Thursday, February 07, 2008

The Role of Blogging in Open Notebook Science

Transcript of "The Role of Blogging in Open Notebook Science" at the North Carolina Science Blogging Conference January 2008.

Jean-Claude Bradley: OK. So I'd like to talk to you about what we're doing in my lab at Drexel University in recording the raw data from the experiments that my students are performing.

I'll be referring to this term "open notebook science." What that means is basically everything that we do is put up in real time -- and we use a number of tools to do that, wikis are one but there's a number of other ones -- and I'll show you how all of that is sort of interconnected.

So just one slide to give you the big picture of why we're doing this. If you notice, in the past couple of years, there's been a trend from closed information sources to open information sources. Your traditional closed research would be a traditional lab notebook.

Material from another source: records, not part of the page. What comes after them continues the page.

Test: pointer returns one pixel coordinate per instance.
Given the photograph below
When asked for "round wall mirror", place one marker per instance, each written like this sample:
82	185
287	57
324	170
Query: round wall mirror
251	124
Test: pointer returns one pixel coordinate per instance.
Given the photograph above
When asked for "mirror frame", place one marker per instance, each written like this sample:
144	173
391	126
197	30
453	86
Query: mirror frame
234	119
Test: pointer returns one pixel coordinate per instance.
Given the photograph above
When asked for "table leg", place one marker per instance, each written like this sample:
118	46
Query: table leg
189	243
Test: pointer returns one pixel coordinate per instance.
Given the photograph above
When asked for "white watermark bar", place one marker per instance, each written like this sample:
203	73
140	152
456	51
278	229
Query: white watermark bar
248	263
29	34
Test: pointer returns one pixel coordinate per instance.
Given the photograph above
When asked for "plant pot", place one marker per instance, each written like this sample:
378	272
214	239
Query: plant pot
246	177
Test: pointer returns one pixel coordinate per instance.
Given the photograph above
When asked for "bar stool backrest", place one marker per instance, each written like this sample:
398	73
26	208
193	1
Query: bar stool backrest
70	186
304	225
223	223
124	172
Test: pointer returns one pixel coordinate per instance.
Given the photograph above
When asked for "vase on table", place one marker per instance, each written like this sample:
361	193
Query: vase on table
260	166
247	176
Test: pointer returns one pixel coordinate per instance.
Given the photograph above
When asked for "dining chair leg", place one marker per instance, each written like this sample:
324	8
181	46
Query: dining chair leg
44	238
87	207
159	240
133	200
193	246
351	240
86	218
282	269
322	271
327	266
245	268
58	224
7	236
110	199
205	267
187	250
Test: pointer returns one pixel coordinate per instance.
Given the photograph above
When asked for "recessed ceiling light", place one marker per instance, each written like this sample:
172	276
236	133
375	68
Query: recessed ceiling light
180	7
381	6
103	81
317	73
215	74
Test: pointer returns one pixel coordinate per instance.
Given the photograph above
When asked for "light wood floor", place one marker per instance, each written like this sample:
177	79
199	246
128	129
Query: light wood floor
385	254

Basically, no one ever gets to see that. It's not published after the student leaves, all the field experiments are not usually reported to anyone; so it basically stays there -- if part of it never gets converted to a traditional journal article.

Of course, one level off from that is the traditional journal article. That's still not completely open because you have all the failed experiments. You also have selected data sets that the researcher put together to write this specific article to make a point.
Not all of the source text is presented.